우리는 Inception이라고 불리는 deep convolutional neural network architecture를 제안한다.
이 architecture의 주된 보증은 network 내부의 computing resource의 효율성을 향상시킨 것임.
이는 computational budget을 고정한 채로 network의 depth 와 width를 증가시켜서 신중히 만들어졌다.
ILSVRC14에 제출한 구체화된 network는 GoogleNet이라고 부른다.
GoogleNet은 22 layers deep network이다.

1. Introduction

지난 3년간 deep learning의 급속 발전으로 인해 image recognition과 object detection의 quality가 매우 정확해지고 있다.
하지만 한가지 우려되는 점은
대부분의 progress들이 오로지 powerful HW, larger dataset 그리고 bigger model을 사용하는 것 뿐만 아니라 new ideas, algorithm 과 improved network architecture가 없다는 점이다.
ILSVRC 2014에 제출한 우리의 GoogleNet은 2년 전의 AlexNet보다 12배나 적은 parameter를 사용했지만,
더욱 높은 정확도를 보였다.
GoogleNet은 inference time 동안,
a computational budget of 1.5 billions multiply-adds 를 유지하도록 설계되었다.
이 논문에서,
우리는 Inception이라고 불리는 computer vision을 위한 효율적인 deep neural network architecture에 집중할 것이다.
'Inception'은 유명한 Internet meme인 "we need to go deeper"라는 문구에서 가져왔다.
(https://knowyourmeme.com/memes/we-need-to-go-deeper)
우리의 경우, "deep" 이라는 단어는 2가지 의미로 해석된다.
1. we introduce a new level of organization in the form of the "Inception module".
2. the more direct sense of increased network depth.

LeNet-5부터 시작하여 VNN은 전통적으로 standard structure를 갖는다.
➡️ stacked convolutional layers (optinally followed by contrast normalization and max-pooling) are followed by one or more fully-connected layers.
이러한 basic design은 image classification에서 유행처럼 사용되고, 좋은 결과를 얻고 있다.
Imagenet과 같은 larger dataset에 대해서는
the number of layers and layer size를 늘리고 있고, overfitting 문제를 위해 dropout도 사용된다.
max-pooling layer가 accurate spatial information의 손실을 초래한다는 사실에도 불구하고,
CNN은 localization, object detection, human pose estimation 등에 성공적으로 사용되고 있다.
영장류 시각 피질에 대한 생물학적 model에서 영감받은 신경과학 model은 Inception model과 비슷하게,
다양한 scale을 다루기 위해 각각의 다른 Gabor filter들을 사용했다.

하지만 이 2-layer deep model과는 달리,
Inception model의 모든 filter들은 학습되어진다.
게다가, GoogleNet model의 경우 22-layer deep model인데
Inception layer는 많이 반복된다.
최근 object detection에 대한 선도적인 접근 방식은 Girshick et al.에 의해 제안된 R-CNN(Regions with Convolutional Neural Networks)이다.
R-CNN은 overall detection problem을 2가지 subproblem으로 나눈다.
1. category에 구애받지 않는 fashion에 대한 potential object proposal을 위한 color와 superpixel 일관성과 같은 low-level 단서들을 이용한다.
2. 그리고나서 이러한 location에 대한 object category들을 식별하기 위해 CNN classifier를 사용한다.
우리는 R-CNN과 비슷한 pipline을 채택했다.
하지만 두 subproblem을 multi-box prediction과 ensemble 접근법과과 같은 방법으로 더욱 강화했다.
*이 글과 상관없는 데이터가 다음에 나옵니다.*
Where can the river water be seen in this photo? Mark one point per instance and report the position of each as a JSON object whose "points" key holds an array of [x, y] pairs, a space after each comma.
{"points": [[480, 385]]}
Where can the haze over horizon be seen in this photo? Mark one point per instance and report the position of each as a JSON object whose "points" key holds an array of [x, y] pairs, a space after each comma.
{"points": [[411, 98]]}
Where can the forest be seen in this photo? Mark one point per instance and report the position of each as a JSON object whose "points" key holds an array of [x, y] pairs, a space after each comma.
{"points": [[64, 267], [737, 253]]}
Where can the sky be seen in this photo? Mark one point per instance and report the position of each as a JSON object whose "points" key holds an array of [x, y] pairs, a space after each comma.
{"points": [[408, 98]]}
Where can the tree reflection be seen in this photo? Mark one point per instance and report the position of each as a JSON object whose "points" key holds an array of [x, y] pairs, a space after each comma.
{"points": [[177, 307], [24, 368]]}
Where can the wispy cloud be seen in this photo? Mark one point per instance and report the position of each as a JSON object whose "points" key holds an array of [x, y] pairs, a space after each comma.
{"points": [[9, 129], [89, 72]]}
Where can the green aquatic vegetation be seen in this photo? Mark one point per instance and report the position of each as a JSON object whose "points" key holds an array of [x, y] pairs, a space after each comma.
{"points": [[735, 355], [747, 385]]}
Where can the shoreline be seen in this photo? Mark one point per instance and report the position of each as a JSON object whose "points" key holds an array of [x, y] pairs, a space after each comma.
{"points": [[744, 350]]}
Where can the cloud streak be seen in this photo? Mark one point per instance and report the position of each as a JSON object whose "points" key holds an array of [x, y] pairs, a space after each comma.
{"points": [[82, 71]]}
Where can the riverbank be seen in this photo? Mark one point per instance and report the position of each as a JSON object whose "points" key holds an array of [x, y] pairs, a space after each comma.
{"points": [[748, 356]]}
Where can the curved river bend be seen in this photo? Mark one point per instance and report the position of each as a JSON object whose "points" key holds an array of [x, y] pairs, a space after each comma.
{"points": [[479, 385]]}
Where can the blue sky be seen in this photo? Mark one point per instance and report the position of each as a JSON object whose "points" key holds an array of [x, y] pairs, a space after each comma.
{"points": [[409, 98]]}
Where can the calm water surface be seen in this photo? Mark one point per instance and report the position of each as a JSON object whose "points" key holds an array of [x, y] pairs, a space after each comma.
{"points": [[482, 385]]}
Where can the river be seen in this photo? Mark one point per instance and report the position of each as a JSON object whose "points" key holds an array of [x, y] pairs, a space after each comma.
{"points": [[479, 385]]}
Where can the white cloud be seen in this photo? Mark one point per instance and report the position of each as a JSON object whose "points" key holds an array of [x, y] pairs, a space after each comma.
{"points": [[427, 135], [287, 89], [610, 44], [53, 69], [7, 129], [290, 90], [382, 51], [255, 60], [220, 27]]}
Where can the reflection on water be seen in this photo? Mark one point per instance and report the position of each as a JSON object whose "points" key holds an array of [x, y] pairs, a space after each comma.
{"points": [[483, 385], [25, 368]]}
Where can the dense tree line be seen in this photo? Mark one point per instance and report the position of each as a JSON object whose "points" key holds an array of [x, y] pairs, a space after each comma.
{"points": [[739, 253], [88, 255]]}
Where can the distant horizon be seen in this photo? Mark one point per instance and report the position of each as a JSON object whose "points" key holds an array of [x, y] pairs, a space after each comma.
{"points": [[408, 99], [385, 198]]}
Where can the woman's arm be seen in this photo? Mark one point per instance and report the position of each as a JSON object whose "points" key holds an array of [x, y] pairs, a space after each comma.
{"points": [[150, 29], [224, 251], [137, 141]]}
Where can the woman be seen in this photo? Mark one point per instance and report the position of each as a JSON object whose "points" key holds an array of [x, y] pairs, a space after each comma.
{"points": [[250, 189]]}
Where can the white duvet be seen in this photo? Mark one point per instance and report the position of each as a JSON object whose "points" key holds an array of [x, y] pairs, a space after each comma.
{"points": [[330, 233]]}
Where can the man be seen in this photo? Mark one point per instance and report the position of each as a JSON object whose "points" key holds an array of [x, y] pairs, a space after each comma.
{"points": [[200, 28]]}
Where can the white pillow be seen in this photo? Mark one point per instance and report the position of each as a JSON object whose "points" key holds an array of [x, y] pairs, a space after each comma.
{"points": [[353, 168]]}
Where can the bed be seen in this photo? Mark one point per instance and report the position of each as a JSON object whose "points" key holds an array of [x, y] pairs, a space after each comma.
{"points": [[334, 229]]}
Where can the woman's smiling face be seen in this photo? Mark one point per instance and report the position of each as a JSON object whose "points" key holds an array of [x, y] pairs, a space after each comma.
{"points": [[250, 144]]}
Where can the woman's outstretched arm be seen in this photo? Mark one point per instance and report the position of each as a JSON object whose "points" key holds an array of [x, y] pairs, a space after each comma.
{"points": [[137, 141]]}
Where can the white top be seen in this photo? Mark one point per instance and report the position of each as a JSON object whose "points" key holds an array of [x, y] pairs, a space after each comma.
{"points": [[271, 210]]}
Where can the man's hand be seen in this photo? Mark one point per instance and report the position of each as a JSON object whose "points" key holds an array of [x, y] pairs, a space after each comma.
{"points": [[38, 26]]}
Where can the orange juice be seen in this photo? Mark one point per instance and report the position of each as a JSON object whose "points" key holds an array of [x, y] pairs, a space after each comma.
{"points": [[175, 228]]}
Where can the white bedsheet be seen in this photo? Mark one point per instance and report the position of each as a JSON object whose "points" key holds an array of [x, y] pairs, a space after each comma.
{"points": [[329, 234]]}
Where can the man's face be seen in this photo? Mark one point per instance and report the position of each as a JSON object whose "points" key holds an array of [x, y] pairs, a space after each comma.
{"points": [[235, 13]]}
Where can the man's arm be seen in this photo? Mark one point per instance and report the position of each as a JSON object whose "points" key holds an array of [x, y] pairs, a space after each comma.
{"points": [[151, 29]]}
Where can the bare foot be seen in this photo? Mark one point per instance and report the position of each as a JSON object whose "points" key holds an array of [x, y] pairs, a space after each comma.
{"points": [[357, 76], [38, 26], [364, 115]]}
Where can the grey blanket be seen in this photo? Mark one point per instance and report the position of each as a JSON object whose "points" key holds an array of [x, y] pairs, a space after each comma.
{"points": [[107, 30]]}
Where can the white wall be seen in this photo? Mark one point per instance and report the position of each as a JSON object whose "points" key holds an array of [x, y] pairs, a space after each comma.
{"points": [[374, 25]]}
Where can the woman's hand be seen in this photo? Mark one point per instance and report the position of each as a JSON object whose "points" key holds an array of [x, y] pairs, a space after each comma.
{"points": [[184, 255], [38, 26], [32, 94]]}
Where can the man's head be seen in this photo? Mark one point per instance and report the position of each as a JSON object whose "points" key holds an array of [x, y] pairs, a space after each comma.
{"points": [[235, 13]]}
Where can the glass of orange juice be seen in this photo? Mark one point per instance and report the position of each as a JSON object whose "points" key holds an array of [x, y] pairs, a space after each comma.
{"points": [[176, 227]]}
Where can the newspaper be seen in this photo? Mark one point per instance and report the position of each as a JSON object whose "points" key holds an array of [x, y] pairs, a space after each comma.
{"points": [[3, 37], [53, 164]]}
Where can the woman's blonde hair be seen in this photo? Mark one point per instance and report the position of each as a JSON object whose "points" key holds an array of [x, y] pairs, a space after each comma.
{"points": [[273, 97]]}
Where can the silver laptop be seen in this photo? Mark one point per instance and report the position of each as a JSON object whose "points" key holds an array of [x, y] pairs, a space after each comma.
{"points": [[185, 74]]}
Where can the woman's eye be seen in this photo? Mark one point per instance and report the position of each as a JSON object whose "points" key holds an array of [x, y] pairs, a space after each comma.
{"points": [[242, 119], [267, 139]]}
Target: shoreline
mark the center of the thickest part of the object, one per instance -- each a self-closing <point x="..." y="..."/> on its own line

3. Motivation and High Level Consideration

deep neural network의 성능을 향상시키는 가장 직관적인 방법은 model의 size를 키우는 것이다.
(increasing the depth and its width : the number of units at each level)
이 방법은 쉽고 안전한 방법이지만, 이 간단한 방법은 2가지 주요한 단점을 갖는다.
1. 'Bigger size'라는 것은 일반적으로 parameter 수가 많음을 의미한다.
  그리고 그것은 overfitting을 만든다.
  특히 training에서 labeled example 개수가 제한될 때 심하다.
2. the dramatically increased use of computational resources.
위 두가지 issue를 해결하기 위한 기본적인 방법은
fully connected를 sarsely connected architecture로 바꾸는 것이다.
하지만 오늘날 computing infrastures는 non-uniform sparse data structure에 대한 numerical calculation이 비효율적이다.
Also, non-uniform sparse models require more sophisticated engineering and computing infrasture.(Seminar Discussion)
(이후 내용 모르겠어서 생략)

4. Architectural Details

The main idea of the Inception architecture is based on finding out
how an optimal local sparse structure in a convolutional vision network
can be approximated and covered by readily(손쉽게) available dense components.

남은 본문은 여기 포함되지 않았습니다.